[R-lang] Re: Contrast coding for a factor with more than 2 levels

Henrik Singmann Mon, 26 Sep 2016 07:46:12 -0700

PS: I apologize that this might have went out 4 times (!). There seemsto be a problem with my mail client and gmane. I hope you only receivethis mail once.


Am 26.09.2016 um 16:16 schrieb Henrik Singmann:

Dear all,


I am somewhat late to the party (was traveling until yesterday), but
would also like to add my two cents to this discussion. Especially as
afex was mentioned here.

afex::mixed() indeed essentially does what is suggested here: It creates
numerical variables from your factors and fits them in a sequential
manner such that you get tests of all effects. To get the likelihood
ratio tests you want you need to set method = "LRT" in the call to mixed
(the default method, "KR", uses Kenward-Roger for p-values which is not
appropriate for GLMMs, "PB" can also be used for GLMMs, which is
parametric-bootstrap).

In contrast to Dale's suggestion mixed per default uses R built in
factor types, specifically contr.sum() (i.e., sum-to-zero) contrasts
which only use 1 and -1 as values. To create the variables it then uses
model.matrix() and works from there.

I am not quite sure I agree with Daniel's point. The described procedure
tests the NULL hypothesis of an effect at the (unweighted) mean of the
other effects. I do not see how this should be nonsensical. In a
factorial design this amounts to assuming that the other factors have no
effect (i.e., there are no deviations from the unweighted grand mean
produced by the levels of other factors).

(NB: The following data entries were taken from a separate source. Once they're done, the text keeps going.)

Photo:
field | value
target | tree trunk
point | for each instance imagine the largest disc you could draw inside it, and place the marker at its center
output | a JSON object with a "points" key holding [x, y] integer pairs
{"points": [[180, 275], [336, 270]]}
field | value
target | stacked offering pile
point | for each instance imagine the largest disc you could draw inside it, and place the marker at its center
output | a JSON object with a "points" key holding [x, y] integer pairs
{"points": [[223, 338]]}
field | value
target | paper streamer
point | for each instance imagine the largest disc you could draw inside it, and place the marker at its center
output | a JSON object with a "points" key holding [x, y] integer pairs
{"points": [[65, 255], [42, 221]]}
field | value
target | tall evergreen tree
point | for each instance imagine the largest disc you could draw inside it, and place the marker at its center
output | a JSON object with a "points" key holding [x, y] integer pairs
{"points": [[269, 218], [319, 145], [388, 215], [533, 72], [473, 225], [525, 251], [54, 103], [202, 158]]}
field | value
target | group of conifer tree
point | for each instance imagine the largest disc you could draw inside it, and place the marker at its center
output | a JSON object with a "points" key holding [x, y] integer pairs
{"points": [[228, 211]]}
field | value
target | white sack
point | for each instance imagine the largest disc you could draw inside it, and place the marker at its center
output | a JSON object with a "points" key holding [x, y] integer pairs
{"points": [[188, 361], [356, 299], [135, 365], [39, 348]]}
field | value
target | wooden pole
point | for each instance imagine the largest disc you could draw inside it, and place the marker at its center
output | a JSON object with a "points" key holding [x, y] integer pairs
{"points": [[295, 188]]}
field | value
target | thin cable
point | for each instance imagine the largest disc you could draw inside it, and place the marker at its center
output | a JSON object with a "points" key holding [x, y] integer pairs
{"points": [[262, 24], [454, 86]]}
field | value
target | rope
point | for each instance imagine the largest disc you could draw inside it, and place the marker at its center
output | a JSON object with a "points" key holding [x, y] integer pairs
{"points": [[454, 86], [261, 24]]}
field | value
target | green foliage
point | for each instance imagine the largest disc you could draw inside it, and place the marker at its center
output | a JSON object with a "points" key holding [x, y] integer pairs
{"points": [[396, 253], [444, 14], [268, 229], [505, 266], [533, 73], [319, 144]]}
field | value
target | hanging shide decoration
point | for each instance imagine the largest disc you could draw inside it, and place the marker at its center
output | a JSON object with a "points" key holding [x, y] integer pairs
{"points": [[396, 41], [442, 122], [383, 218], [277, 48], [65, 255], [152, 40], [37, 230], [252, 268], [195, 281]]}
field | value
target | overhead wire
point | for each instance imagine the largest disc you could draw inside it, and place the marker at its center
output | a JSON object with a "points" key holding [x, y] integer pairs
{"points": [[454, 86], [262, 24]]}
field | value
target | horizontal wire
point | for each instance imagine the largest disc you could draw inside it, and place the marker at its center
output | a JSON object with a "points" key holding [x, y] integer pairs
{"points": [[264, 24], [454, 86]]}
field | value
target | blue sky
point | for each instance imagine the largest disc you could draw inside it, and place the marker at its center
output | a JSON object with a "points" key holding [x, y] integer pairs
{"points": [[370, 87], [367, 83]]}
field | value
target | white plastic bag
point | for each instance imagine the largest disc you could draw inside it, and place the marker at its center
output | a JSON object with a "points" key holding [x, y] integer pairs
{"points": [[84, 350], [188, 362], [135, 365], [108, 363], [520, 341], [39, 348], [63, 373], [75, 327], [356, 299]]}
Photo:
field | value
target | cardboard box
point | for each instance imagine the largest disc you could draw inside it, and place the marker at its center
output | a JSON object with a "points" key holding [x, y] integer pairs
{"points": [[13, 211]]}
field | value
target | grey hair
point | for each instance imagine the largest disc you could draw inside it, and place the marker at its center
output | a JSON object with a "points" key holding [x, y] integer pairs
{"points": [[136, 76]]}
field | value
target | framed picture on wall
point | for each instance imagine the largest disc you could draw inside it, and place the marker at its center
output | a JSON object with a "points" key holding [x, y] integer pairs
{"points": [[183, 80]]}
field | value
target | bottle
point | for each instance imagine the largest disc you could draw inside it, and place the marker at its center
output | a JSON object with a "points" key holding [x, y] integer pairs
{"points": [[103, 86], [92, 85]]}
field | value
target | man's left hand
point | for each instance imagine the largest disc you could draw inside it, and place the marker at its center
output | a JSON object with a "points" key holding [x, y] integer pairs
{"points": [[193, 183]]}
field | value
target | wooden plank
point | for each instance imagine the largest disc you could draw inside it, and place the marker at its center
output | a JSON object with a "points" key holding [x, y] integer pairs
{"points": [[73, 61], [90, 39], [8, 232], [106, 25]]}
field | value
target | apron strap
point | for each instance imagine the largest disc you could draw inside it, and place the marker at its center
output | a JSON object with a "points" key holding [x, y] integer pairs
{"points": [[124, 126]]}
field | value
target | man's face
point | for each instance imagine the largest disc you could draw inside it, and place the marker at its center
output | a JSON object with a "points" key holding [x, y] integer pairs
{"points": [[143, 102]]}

Finally, as many have noted, the problem is that one cannot remove lower
order effects in R via the formula interface. A quick example (using lm)
can be found here: http://stackoverflow.com/q/11335923/289572
This behavior unfortunately generalizes to all interaction orders and
and also model types (lm, lmer, glmer, ...). This behavior is also the
reason why I developed afex:mixed(), to solve exactly this problems. If
there are other modeling functions which are as useful as lmer or glmer,
please let me know so I can make sure to also add the automatic testing
for those functions.

In contrast to Dale I believe that the probability of committing an
error when making the numeric variables by hand is higher then letting
an algorithm do that.

Cheers,
Henrik



Am 19.09.2016 um 13:56 schrieb Dale Barr:


Hi Rachel,

I don't recommend using the built in 'factor' type variables when using
R linear model functions, because weird things happen when you try to
drop things out of a model that includes interactions.  It is better to
create your own numeric predictors, e.g.:

## create centered predictor for listener
## NB: replace 'somelevel' with name of one of levels of your var
SoleTrain$L <- (SoleTrain$Listener == "somelevel") -
  mean(SoleTrain$Listener == "somelevel")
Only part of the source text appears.